The battle scenes are quite spectacular, with three cameramen credited. Considering that cameras were immovable back then, what Ince has achieved is impressive, wrangling the ships and seas as well as the hundreds of extras in the land battle scenes. Like most silent movies, the acting is declamatory and overly theatrical, and the supertitles veer into the banal. Variety’s reviewer was moved to say, “In his effort to project pathos, he slops over into bathos.” The religious messages are unrelenting as well, but given the time and circumstances of the film’s release, it was a great success and received very good notices, some reviewers comparing it favorably to D.W. Griffith’s Birth of a Nation. It was re-released several times, the last time in 1931.

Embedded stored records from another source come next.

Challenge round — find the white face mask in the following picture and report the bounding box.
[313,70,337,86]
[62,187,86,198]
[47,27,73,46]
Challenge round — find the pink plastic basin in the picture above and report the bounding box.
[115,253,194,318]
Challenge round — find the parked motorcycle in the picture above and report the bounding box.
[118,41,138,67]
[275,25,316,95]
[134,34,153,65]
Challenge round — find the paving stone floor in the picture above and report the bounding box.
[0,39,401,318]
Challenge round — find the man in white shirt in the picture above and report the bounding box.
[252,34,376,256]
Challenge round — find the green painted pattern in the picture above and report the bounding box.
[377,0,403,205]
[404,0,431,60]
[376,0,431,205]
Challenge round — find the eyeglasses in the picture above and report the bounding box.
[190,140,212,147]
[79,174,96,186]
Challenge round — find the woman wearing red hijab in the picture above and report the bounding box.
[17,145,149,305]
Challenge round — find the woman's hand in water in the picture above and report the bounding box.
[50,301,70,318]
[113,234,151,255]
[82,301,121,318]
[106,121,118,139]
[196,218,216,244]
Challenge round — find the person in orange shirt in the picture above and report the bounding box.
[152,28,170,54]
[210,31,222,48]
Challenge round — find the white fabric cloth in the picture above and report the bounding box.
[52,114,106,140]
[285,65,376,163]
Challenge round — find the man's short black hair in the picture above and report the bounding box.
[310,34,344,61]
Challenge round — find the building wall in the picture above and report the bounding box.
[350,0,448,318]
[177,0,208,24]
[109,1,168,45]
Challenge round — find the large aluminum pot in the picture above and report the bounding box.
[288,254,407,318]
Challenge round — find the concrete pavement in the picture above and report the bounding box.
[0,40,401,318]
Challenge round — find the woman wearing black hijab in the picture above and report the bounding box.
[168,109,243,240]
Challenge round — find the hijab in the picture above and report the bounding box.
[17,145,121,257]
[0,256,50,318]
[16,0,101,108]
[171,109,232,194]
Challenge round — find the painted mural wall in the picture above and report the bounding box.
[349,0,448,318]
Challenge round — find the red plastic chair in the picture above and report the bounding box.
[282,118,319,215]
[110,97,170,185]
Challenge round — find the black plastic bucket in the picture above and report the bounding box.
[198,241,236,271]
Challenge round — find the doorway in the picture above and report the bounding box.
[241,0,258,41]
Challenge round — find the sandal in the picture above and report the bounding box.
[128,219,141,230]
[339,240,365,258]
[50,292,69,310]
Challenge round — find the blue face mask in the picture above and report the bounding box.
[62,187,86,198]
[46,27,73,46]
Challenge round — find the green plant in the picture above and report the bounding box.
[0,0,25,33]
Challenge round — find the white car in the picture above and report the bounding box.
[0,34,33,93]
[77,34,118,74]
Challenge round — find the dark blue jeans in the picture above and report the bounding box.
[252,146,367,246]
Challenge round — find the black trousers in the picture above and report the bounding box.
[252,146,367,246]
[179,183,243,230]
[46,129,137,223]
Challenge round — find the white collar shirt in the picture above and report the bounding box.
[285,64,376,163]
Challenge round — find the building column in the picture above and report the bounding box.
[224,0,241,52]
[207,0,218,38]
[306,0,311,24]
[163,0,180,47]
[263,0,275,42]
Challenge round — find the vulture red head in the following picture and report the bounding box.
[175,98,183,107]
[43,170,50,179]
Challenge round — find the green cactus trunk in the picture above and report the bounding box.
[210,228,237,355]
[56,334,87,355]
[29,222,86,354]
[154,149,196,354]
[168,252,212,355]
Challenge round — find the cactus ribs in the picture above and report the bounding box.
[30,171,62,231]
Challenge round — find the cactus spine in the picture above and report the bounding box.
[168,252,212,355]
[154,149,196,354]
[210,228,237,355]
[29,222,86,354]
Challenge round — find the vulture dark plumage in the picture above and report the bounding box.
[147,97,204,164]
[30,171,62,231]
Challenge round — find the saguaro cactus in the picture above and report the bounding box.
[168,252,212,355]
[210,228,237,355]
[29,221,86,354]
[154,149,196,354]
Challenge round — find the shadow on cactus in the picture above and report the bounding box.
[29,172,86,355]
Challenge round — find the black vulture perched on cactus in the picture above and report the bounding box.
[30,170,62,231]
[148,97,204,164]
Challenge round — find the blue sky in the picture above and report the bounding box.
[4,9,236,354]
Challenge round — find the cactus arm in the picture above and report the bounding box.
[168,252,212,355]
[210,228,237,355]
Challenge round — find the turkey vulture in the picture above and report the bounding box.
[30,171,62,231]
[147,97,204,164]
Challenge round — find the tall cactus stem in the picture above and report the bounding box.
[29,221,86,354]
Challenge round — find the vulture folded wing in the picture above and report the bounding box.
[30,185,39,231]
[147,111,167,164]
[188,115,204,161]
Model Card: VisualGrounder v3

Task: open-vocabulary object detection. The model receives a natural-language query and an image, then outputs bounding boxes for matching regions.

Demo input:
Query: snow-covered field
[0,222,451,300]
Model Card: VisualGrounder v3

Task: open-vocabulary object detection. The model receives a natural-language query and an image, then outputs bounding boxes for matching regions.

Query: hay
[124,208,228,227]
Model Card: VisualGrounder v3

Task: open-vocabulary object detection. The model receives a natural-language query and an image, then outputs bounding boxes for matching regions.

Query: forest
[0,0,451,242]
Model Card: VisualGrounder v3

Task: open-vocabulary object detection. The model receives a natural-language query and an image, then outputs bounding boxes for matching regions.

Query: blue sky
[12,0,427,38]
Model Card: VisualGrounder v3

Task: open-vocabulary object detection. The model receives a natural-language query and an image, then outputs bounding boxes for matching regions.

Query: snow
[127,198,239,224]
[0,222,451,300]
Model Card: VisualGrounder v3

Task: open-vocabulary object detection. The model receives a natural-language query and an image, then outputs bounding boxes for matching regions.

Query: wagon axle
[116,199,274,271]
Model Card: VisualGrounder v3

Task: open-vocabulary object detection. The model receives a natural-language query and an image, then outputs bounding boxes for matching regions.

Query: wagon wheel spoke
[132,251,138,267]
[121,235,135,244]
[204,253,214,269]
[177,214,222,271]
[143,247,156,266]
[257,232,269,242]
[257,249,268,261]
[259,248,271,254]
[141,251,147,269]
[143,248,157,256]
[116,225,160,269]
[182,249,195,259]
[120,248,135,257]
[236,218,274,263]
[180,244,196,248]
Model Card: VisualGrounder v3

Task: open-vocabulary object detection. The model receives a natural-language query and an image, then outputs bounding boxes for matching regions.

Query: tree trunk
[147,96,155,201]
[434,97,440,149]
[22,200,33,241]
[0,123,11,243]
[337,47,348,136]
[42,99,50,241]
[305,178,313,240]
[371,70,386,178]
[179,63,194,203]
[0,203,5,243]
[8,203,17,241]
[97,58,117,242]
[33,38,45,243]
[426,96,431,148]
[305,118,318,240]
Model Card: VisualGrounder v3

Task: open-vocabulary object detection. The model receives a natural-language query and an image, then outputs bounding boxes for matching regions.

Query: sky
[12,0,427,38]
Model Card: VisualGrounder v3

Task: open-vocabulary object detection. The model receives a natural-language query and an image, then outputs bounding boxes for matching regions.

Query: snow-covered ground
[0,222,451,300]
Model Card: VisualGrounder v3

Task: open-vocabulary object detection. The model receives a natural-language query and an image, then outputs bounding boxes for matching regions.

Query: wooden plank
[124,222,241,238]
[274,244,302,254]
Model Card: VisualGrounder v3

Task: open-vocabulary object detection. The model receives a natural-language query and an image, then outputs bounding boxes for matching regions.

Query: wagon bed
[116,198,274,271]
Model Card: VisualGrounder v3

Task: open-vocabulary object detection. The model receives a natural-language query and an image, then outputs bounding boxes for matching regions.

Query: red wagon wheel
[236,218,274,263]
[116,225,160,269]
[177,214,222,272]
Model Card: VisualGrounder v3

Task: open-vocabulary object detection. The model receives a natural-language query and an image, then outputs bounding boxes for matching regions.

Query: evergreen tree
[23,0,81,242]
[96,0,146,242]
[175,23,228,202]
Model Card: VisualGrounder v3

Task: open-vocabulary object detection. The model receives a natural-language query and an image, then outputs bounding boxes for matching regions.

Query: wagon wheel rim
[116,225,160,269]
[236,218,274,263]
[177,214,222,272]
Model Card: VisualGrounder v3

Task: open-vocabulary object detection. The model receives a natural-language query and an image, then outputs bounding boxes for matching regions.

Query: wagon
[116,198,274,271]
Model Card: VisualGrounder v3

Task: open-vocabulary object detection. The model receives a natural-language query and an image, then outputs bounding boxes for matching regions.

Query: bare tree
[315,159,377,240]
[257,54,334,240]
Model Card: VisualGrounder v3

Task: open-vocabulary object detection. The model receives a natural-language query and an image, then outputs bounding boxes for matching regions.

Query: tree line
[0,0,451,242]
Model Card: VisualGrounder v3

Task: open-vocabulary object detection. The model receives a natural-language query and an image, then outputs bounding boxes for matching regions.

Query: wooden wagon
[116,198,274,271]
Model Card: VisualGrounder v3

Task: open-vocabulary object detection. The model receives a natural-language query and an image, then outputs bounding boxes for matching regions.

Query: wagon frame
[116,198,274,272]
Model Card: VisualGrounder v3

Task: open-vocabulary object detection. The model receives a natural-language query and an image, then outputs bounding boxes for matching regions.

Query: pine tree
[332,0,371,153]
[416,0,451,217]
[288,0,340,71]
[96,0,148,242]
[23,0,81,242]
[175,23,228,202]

However, the Los Angeles Times reviewer ignored the pacifist message, dismissed the poster’s breathless dedication to “that vast army whose tears have girdled the universe – the Mothers of the Dead,” and wrote that the depiction of Christ was “…not daring, it is only poor taste.” He went on to damn the film further: “Realizing the vast sum of money and the huge investment of talent and good faith that have been expended in this pretentious film, it is with deep regret that I am compelled to report it as a disappointment.” He was unmoved by the interview that Fisher, the actor playing Christ, had given to his paper, explaining that he lived the life of a recluse, spending his time in study and meditation in preparation for the role. “I can say in truth that the playing of this part has affected my whole life and the impressions will never leave me,” he told the Times.
Civilization was restored by The Museum of Modern Art with funding provided by the Hollywood Foreign Press Association and The Film Foundation. The source material was a shortened version that was used as the basis from a 1931 re-issue; it was all that survived of the film.